La atención pública se ha centrado en la discusión sobre los alcances y efectos de la austeridad “republicana” que ha impuesto el presidente López Obrador, misma que ofreció como eje central en la campaña electoral, y exigencia reiterativa en el combate al hedonista neoliberalismo.
El tema se ha agudizado ante la noticia de que muchas actividades del gobierno están colapsando por falta de asignación de recursos. Desde los primeros días del gobierno, la crisis de desabasto de combustibles fue una alerta sobre los perniciosos efectos de la exageración en las medidas de ahorro que se autoimponían al cancelar de tajo las importaciones estacionales de gasolinas, y producir con ello una costosa parálisis en la movilidad de las principales ciudades del país.
En otros capítulos, como la adquisición de los libros de texto, el suministro de medicinas, la operación de hospitales, el combate a los incendios, el draconiano recorte de las nóminas oficiales, la prohibición de viajes al extranjero, el desmantelamiento del Estado Mayor Presidencial, el tope en los salarios de la burocracia y otras acciones, que sin mayor análisis costo-beneficio social, instrumenta la Secretaría de Hacienda con el respaldo -o instrucción- presidencial, contrastadas con los fondos que se destinan a quiméricos proyectos como el Tren Maya, la refinería de Dos Bocas y el Aeropuerto de Santa Lucia, que no están siquiera sustentados en estudios de vialidad técnica, ecológica y financiera.
Es ocioso discutir si la austeridad es en sí misma buena o mala.
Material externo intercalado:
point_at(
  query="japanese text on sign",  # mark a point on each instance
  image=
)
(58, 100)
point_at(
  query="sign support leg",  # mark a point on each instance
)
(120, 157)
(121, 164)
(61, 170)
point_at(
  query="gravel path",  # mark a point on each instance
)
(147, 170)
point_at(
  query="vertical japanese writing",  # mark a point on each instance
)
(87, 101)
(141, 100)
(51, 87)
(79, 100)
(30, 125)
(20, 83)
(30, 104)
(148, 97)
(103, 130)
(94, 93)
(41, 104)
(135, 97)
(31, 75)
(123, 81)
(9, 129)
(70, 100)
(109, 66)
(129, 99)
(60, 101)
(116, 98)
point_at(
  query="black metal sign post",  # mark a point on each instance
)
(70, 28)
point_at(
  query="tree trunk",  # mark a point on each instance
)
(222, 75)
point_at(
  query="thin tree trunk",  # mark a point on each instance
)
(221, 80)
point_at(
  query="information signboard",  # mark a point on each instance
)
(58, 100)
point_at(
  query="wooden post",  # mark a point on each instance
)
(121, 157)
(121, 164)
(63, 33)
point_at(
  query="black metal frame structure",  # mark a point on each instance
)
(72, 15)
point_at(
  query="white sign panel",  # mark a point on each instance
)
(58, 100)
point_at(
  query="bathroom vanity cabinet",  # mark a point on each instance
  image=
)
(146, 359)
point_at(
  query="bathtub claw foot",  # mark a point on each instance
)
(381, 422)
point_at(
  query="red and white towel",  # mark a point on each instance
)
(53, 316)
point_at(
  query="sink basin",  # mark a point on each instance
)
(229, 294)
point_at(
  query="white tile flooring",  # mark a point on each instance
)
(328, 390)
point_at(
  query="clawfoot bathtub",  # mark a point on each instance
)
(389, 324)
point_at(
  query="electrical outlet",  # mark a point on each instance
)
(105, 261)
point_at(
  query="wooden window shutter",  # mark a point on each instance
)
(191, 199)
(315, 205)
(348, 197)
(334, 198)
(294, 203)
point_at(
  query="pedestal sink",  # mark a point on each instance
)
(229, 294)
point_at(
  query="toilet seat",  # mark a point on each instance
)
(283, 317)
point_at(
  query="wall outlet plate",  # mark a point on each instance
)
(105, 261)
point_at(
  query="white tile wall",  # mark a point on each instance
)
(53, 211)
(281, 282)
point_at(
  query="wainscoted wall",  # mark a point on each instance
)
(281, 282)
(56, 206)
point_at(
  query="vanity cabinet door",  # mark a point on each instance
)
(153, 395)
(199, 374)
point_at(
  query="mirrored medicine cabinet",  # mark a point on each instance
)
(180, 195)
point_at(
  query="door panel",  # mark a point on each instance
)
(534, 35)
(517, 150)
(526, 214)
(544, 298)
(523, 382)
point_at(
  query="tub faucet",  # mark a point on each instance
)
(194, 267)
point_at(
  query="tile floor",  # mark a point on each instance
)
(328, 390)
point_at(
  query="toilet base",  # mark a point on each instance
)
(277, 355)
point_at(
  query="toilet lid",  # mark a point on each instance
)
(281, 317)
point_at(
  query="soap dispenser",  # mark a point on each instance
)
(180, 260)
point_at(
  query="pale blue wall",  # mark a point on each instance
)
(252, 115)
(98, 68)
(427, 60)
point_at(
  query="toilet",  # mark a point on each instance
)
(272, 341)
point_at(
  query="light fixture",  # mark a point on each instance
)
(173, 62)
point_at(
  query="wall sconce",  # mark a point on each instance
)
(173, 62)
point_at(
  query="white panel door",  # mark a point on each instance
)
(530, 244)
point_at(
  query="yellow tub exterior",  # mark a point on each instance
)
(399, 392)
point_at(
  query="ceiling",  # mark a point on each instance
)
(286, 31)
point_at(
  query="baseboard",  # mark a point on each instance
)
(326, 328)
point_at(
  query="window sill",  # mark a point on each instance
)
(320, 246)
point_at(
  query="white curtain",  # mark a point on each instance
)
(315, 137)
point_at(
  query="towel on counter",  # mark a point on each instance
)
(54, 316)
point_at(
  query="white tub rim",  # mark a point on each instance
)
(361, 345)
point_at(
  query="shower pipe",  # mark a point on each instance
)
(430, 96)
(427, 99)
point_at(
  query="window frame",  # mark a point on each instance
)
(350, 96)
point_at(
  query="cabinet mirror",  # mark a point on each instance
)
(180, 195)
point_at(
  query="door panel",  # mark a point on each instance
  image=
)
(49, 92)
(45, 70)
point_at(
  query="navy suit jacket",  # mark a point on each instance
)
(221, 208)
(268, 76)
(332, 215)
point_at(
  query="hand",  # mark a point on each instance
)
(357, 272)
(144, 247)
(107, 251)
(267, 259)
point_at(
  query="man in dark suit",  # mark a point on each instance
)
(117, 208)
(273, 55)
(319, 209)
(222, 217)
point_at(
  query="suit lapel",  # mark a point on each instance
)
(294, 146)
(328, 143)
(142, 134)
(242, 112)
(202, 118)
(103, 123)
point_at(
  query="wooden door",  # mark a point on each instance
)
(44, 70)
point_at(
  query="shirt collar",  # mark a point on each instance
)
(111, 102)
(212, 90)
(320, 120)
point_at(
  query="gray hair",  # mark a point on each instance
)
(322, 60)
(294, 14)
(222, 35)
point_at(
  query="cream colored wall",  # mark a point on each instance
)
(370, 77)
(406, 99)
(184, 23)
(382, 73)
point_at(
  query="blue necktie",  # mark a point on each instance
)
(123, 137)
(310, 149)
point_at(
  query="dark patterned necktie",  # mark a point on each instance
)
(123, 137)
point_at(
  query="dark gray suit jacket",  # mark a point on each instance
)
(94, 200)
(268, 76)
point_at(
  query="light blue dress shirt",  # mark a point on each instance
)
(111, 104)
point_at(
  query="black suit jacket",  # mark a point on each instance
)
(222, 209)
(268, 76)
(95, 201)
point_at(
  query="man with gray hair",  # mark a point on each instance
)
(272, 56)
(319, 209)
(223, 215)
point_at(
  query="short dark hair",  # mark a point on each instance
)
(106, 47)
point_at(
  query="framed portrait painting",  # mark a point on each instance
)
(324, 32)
Sin necesidad de recurrir a consideraciones académicas y morales, es indudable que esa conducta es fundamental para aprovechar racionalmente los recursos disponibles. Es principio económico fundamental aprovechar al máximo los recursos disponibles. En otro extremo habita la manera dispendiosa y principesca de apropiarse indebidamente de los bienes sociales en beneficio de pocos afortunados de las circunstancias o resultado de comportamientos inapropiados y, en su caso, criminales como los incurridos por la mafia peñista.
Pero llevada al extremo en su aplicación, la austeridad se convierte en suicidio por inanición. Es dejar de obtener lo básico en aras de un sacrificio injustificable. Es correcto el apotegma de “primero los pobres”, pero si en ellos descansa el peso de la reducción se vive en el absurdo. Y, de hecho, eso es lo que está sucediendo a partir de la toma demagógica de decisiones que a rajatabla se imponen desde la cúpula del poder.
El asunto ha provocado una crisis de gobierno en el que un funcionario del más alto nivel jerárquico, hizo pública una razonada renuncia que ha dejado pasmada a la ciudadanía, y exhibida el área de gobierno (con nombre y apellido), que disciplinadamente y sin el menor remordimiento impone medidas draconianas de recorte presupuestal.
Sin embargo, parten de un análisis equivocado, es el de quien quiere apagar el fuego con gasolina. Se ve el efecto pero no la causa, y ese error de óptica y entendimiento es producto de la novatez, la ignorancia y, en el peor de los casos, de una soberbia irresponsable. Se olvida que en la técnica ortodoxa del ejercicio del gasto público, no es el presupuesto el primer escalón para construir las políticas de gobierno, sino la programación, es decir, saber que se busca obtener para entonces distribuir los recursos en función de prioridades y disponibilidades.
No es así como se está actuando. La cara dura de la Oficial Mayor de la Secretaría de Hacienda, de apellido Buenrostro, goza de la absoluta confianza del Presidente para imponer, sin reparo, medidas draconianas y rasura con implacable serrucho partidas en todos los sectores del gobierno. No importa si en el camino deja al descubierto y en peligro la salud de millones de mexicanos. La frase de Margaret Thatcher es una premonición (“…el socialismo fracasa cuando se les acaba el dinero de los demás…”). Allá ellos y su conciencia, que el pueblo se los va a demandar tarde o temprano; seguro.